The life coaching and “inner wilderness guide” work I do offers clients an opportunity to learn about their nature and the nature of others, in nature. Building a relationship with nature beyond recreation, relaxation, or as a food source, brings us into a place of exchange or mutuality. To express our gratitude to the natural world, or to dialogue with nature, invites relationship. Indigenous and earth based cultures consider all elements in nature as alive and as equally important as humans.

To deeply care about an other, whether a person, plant, moonrise or sunset, opens the way to caring and being in an interdependent relationship. We need this in our world today as we face unprecedented abuses to the environment.

How might it be to consider what we can offer to nature rather than what we get from nature? When did you last spend time with a tree asking “what can I offer you in exchange for your beauty, oxygen, and shade?”

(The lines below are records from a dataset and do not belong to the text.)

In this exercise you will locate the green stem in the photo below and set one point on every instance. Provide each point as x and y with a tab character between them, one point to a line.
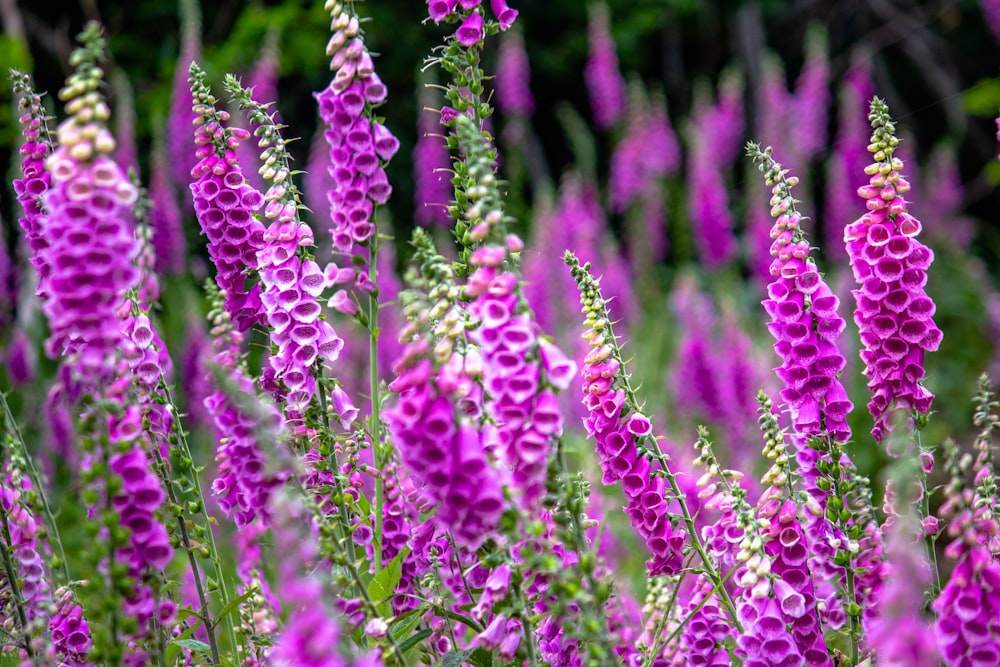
376	428
55	541
206	616
6	546
185	452
855	626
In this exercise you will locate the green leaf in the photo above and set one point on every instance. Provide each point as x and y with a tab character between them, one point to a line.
232	606
415	639
193	645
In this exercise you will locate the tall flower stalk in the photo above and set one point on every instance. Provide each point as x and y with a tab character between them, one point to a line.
894	313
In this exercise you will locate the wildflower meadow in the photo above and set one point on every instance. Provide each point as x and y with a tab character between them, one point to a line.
441	369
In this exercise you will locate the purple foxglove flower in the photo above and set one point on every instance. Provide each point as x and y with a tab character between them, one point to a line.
471	30
708	628
35	181
89	226
894	313
513	73
505	15
604	80
70	631
225	205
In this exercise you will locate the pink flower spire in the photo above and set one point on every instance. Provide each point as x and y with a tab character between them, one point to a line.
431	167
435	419
262	81
514	96
604	80
292	280
811	102
182	116
804	318
522	375
894	313
165	215
360	145
226	205
622	434
969	604
244	481
845	169
714	134
89	226
35	181
311	636
470	15
898	632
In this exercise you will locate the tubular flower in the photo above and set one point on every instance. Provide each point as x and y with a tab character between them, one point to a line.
804	319
360	145
225	205
604	80
890	266
623	435
292	280
70	631
88	225
312	635
431	171
244	483
35	181
520	374
705	634
441	444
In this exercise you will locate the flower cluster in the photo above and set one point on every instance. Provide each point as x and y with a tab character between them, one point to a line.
360	145
35	180
470	14
890	265
88	227
243	484
520	374
292	280
604	80
226	205
804	319
623	434
444	448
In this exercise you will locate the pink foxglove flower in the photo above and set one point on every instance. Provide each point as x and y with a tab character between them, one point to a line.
225	205
894	313
360	145
431	172
35	181
89	227
624	437
604	80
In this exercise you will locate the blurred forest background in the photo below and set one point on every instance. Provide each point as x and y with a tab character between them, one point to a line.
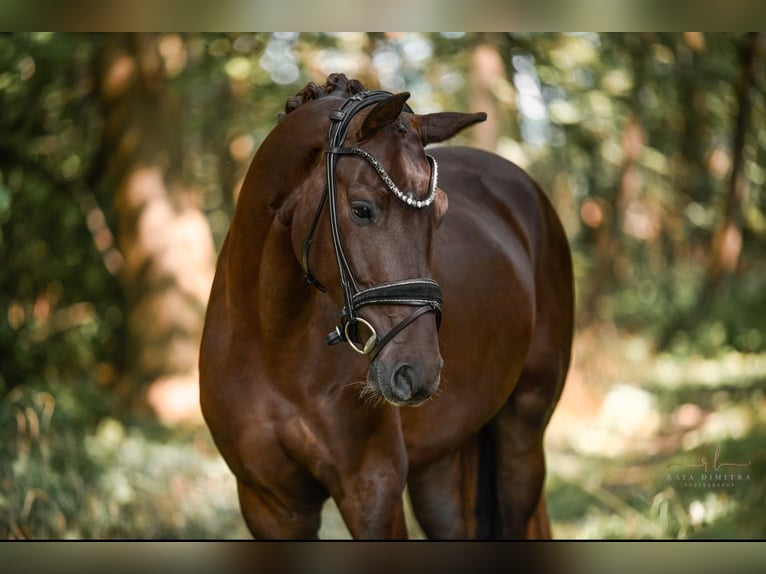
120	160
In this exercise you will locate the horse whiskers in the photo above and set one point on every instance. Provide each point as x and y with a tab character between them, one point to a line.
366	393
369	396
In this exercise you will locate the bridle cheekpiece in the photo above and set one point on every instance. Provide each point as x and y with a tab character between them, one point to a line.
424	294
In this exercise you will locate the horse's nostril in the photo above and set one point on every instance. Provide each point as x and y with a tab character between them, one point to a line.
404	381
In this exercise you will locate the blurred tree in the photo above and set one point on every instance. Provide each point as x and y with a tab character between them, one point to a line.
165	239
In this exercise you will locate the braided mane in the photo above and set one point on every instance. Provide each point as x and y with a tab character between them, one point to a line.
337	84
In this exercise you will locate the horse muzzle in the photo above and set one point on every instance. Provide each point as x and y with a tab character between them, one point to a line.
405	383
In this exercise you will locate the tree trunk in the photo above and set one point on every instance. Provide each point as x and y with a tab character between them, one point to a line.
163	236
486	69
727	240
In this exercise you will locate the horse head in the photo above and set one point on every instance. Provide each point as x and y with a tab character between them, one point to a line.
373	253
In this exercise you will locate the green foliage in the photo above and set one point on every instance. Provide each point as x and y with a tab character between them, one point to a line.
76	466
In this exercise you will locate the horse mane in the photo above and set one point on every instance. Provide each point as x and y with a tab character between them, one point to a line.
336	84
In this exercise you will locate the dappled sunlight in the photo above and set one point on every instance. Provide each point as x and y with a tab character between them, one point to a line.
670	448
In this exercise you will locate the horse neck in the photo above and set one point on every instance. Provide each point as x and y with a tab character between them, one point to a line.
265	283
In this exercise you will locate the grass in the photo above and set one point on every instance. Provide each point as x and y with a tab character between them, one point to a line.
73	465
634	465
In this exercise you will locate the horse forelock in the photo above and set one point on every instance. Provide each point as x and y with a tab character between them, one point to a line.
336	84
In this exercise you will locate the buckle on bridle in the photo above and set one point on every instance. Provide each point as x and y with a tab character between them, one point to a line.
372	340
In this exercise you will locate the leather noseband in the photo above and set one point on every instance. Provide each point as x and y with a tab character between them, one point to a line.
424	294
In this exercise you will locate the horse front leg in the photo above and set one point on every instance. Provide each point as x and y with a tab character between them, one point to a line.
371	504
269	516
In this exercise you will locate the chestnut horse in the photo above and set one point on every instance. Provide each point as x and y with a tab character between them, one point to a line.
343	220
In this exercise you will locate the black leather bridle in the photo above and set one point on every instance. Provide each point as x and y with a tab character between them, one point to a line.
423	294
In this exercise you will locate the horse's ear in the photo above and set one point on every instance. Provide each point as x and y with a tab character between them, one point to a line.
383	114
440	126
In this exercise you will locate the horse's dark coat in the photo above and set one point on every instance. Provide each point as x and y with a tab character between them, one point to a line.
298	421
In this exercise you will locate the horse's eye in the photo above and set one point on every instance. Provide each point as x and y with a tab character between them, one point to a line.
362	212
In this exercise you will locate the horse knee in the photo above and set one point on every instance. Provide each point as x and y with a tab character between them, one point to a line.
267	517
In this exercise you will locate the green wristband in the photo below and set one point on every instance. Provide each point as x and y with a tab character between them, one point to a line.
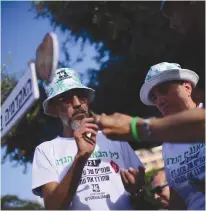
134	129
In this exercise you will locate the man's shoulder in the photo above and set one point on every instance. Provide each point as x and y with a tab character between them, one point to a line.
47	144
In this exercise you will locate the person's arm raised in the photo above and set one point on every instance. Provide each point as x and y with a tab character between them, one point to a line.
60	195
186	126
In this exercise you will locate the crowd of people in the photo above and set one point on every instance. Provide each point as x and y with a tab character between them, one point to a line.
91	165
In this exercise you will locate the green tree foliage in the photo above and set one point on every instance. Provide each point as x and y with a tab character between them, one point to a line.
11	202
136	36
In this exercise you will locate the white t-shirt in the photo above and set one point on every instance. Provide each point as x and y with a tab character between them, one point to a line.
182	162
100	185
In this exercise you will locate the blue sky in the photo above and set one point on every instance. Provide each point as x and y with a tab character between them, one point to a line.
21	34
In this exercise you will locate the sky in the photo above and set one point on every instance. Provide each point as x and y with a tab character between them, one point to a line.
20	35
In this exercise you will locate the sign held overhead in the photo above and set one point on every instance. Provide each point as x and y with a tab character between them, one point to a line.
23	96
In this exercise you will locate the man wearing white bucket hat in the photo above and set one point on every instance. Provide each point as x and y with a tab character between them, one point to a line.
169	87
80	170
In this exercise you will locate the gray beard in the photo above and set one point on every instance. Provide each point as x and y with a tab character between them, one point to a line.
75	124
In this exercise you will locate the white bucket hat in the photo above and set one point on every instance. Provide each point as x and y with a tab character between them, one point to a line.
164	72
64	80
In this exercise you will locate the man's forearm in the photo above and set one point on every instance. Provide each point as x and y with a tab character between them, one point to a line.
187	126
63	194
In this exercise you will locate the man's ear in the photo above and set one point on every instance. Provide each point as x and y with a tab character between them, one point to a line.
52	109
188	87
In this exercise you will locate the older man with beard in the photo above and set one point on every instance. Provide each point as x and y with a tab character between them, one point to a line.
81	169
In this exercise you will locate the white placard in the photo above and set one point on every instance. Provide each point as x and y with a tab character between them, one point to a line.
23	96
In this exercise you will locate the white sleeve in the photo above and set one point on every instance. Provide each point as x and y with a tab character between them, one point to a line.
42	171
130	157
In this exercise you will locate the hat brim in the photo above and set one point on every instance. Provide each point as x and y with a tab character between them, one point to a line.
169	75
90	97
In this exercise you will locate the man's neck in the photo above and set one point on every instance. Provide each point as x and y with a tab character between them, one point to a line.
67	131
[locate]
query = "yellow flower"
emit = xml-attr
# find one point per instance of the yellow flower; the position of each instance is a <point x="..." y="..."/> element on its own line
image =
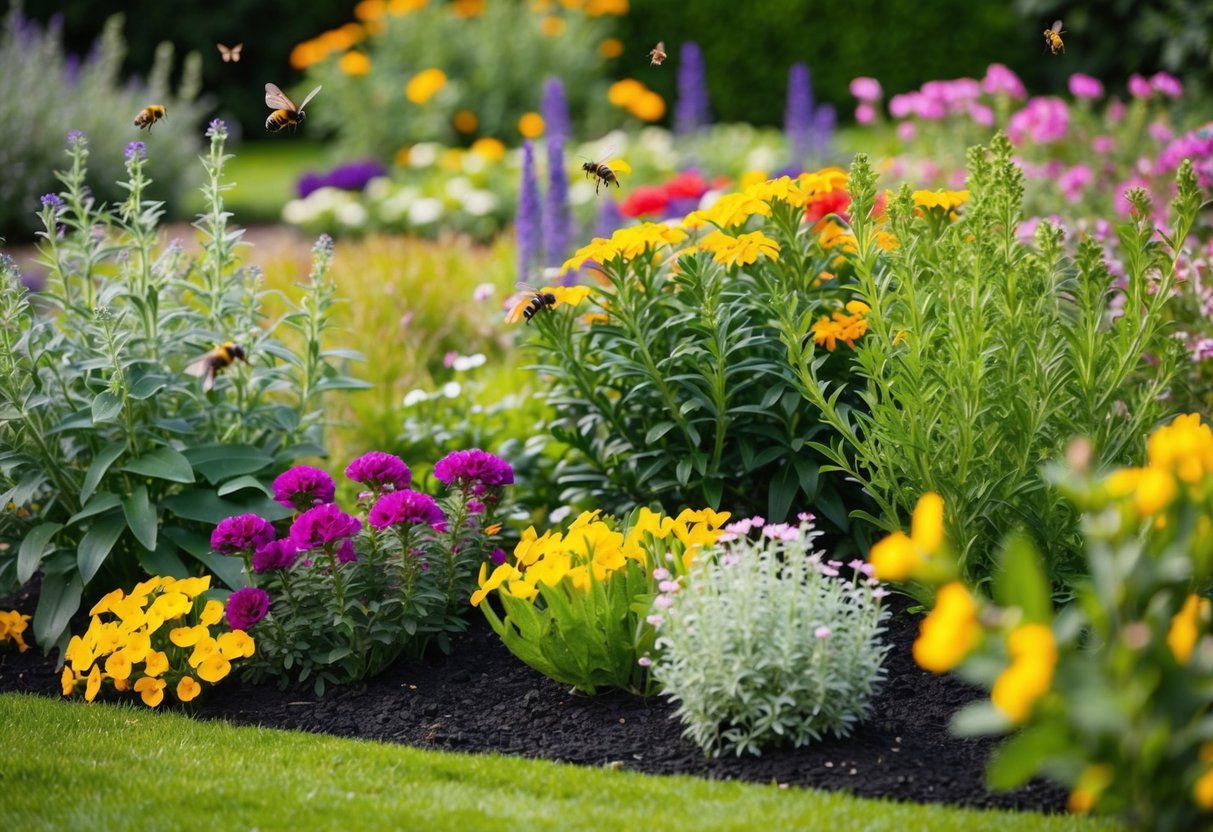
<point x="187" y="689"/>
<point x="152" y="690"/>
<point x="740" y="250"/>
<point x="425" y="85"/>
<point x="354" y="63"/>
<point x="949" y="632"/>
<point x="157" y="664"/>
<point x="1034" y="655"/>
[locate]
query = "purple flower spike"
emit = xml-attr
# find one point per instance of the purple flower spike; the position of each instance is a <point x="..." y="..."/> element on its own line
<point x="322" y="525"/>
<point x="303" y="486"/>
<point x="246" y="607"/>
<point x="406" y="506"/>
<point x="380" y="471"/>
<point x="243" y="533"/>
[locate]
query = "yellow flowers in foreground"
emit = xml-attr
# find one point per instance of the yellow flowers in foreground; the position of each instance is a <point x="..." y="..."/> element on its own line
<point x="153" y="626"/>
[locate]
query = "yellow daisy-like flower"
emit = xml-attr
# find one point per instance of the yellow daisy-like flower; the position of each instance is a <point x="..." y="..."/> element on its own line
<point x="740" y="250"/>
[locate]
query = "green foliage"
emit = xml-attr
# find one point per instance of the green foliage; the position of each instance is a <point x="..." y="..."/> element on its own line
<point x="44" y="96"/>
<point x="113" y="457"/>
<point x="767" y="644"/>
<point x="986" y="354"/>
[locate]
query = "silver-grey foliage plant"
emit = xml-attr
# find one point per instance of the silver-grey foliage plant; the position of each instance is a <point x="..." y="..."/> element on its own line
<point x="769" y="643"/>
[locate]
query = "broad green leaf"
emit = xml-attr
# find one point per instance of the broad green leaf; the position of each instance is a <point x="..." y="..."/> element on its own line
<point x="163" y="463"/>
<point x="141" y="517"/>
<point x="101" y="463"/>
<point x="96" y="545"/>
<point x="29" y="556"/>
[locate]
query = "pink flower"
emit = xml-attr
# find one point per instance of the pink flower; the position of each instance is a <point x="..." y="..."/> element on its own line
<point x="866" y="89"/>
<point x="1085" y="86"/>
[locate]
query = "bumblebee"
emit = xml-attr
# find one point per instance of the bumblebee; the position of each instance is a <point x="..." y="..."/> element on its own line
<point x="1053" y="38"/>
<point x="149" y="115"/>
<point x="215" y="362"/>
<point x="285" y="112"/>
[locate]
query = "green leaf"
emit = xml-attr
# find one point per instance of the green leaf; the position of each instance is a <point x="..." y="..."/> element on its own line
<point x="106" y="406"/>
<point x="29" y="557"/>
<point x="96" y="545"/>
<point x="141" y="517"/>
<point x="101" y="463"/>
<point x="57" y="602"/>
<point x="163" y="463"/>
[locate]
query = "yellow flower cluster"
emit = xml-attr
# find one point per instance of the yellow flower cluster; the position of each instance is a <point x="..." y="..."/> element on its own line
<point x="12" y="627"/>
<point x="827" y="331"/>
<point x="129" y="630"/>
<point x="592" y="551"/>
<point x="1034" y="654"/>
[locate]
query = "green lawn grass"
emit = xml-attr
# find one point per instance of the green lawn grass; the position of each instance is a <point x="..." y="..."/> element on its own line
<point x="73" y="765"/>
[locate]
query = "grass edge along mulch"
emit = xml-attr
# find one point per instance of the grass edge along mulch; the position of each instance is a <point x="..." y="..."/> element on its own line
<point x="118" y="767"/>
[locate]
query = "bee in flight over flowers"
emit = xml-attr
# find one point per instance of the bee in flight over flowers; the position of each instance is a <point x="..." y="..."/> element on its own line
<point x="1053" y="38"/>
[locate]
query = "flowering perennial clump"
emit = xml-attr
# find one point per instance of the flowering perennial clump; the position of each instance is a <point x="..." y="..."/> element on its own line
<point x="155" y="638"/>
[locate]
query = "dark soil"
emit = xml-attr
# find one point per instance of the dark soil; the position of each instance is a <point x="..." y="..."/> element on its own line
<point x="482" y="699"/>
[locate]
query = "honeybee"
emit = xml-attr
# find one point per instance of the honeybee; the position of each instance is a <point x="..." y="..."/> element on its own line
<point x="215" y="362"/>
<point x="149" y="115"/>
<point x="1053" y="38"/>
<point x="285" y="112"/>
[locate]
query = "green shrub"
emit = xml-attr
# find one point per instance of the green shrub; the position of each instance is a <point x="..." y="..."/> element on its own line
<point x="112" y="456"/>
<point x="43" y="97"/>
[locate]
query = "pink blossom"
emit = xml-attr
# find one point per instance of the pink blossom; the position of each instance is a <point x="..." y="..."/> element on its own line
<point x="1086" y="86"/>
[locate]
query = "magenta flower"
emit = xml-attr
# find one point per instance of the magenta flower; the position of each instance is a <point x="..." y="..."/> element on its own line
<point x="322" y="525"/>
<point x="274" y="554"/>
<point x="241" y="533"/>
<point x="303" y="486"/>
<point x="1086" y="86"/>
<point x="246" y="607"/>
<point x="380" y="471"/>
<point x="397" y="507"/>
<point x="473" y="469"/>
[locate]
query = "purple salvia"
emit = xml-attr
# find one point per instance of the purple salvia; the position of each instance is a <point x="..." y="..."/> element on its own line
<point x="557" y="220"/>
<point x="554" y="110"/>
<point x="528" y="223"/>
<point x="798" y="115"/>
<point x="692" y="112"/>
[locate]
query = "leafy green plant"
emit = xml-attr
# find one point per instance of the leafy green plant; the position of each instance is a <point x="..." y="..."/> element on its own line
<point x="112" y="456"/>
<point x="985" y="354"/>
<point x="764" y="642"/>
<point x="44" y="95"/>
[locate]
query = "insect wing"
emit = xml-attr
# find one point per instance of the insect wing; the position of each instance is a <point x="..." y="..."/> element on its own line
<point x="277" y="100"/>
<point x="309" y="97"/>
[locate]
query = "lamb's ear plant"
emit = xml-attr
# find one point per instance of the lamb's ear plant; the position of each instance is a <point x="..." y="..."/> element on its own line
<point x="113" y="457"/>
<point x="985" y="354"/>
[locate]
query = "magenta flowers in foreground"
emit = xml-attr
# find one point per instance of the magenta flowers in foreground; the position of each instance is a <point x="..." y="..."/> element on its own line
<point x="303" y="486"/>
<point x="246" y="607"/>
<point x="241" y="533"/>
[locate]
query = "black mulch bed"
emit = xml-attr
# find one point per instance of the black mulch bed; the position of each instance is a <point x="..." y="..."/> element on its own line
<point x="482" y="699"/>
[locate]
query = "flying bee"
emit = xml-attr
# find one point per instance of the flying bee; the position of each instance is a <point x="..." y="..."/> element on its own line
<point x="1053" y="38"/>
<point x="216" y="362"/>
<point x="149" y="115"/>
<point x="229" y="53"/>
<point x="285" y="112"/>
<point x="658" y="55"/>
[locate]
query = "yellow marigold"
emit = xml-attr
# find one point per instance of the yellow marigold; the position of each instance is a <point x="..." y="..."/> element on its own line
<point x="425" y="85"/>
<point x="354" y="63"/>
<point x="740" y="250"/>
<point x="465" y="121"/>
<point x="530" y="125"/>
<point x="949" y="632"/>
<point x="611" y="47"/>
<point x="1032" y="657"/>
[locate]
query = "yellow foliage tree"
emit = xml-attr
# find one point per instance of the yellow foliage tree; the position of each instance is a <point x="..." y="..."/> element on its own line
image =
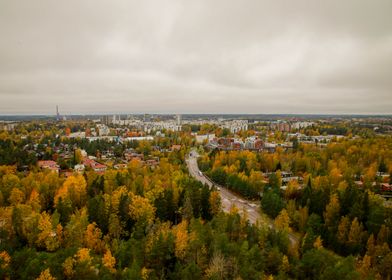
<point x="46" y="236"/>
<point x="68" y="267"/>
<point x="93" y="237"/>
<point x="83" y="255"/>
<point x="215" y="202"/>
<point x="141" y="209"/>
<point x="282" y="221"/>
<point x="109" y="261"/>
<point x="45" y="275"/>
<point x="73" y="188"/>
<point x="318" y="243"/>
<point x="5" y="259"/>
<point x="16" y="196"/>
<point x="182" y="237"/>
<point x="331" y="213"/>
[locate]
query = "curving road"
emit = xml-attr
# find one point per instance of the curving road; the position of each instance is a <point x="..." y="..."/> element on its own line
<point x="229" y="199"/>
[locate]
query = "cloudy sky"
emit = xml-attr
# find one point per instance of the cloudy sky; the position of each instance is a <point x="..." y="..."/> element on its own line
<point x="201" y="56"/>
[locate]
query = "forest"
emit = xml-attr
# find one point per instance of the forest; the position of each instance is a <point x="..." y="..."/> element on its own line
<point x="146" y="222"/>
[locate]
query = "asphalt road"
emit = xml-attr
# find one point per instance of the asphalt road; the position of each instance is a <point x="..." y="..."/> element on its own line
<point x="229" y="198"/>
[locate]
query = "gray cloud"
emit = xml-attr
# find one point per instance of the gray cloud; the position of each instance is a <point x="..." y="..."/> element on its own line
<point x="196" y="56"/>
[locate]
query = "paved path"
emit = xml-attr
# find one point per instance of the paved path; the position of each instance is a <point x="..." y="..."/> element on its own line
<point x="229" y="198"/>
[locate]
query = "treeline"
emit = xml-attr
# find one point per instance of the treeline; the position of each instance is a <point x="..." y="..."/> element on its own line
<point x="329" y="208"/>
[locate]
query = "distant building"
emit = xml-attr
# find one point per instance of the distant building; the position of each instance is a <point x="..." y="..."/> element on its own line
<point x="206" y="137"/>
<point x="103" y="130"/>
<point x="49" y="164"/>
<point x="96" y="166"/>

Try this ecopsychology exercise: leave behind all devices, biking and hiking props, and canoes. Go into nature with only your curiosity and openheartedness. Wander until something draws your attention. It might be a large flat stone, a tiny crawling insect, a flower, animal, anything. Sit down, ask for permission to join this being, wait for the answer and if yes, become very still and present. (If no, search for another being.) Ask the question: “What would you like from me today?” And become even more still as you listen for the answer. You may think it is only your imagination when you hear a response. What if it is not your imagination?

Nature cannot be free if we want a healthy, clean world to live in. A relationship with nature, as with any person, is most full and rich when there is an exchange, when we give as much as we get.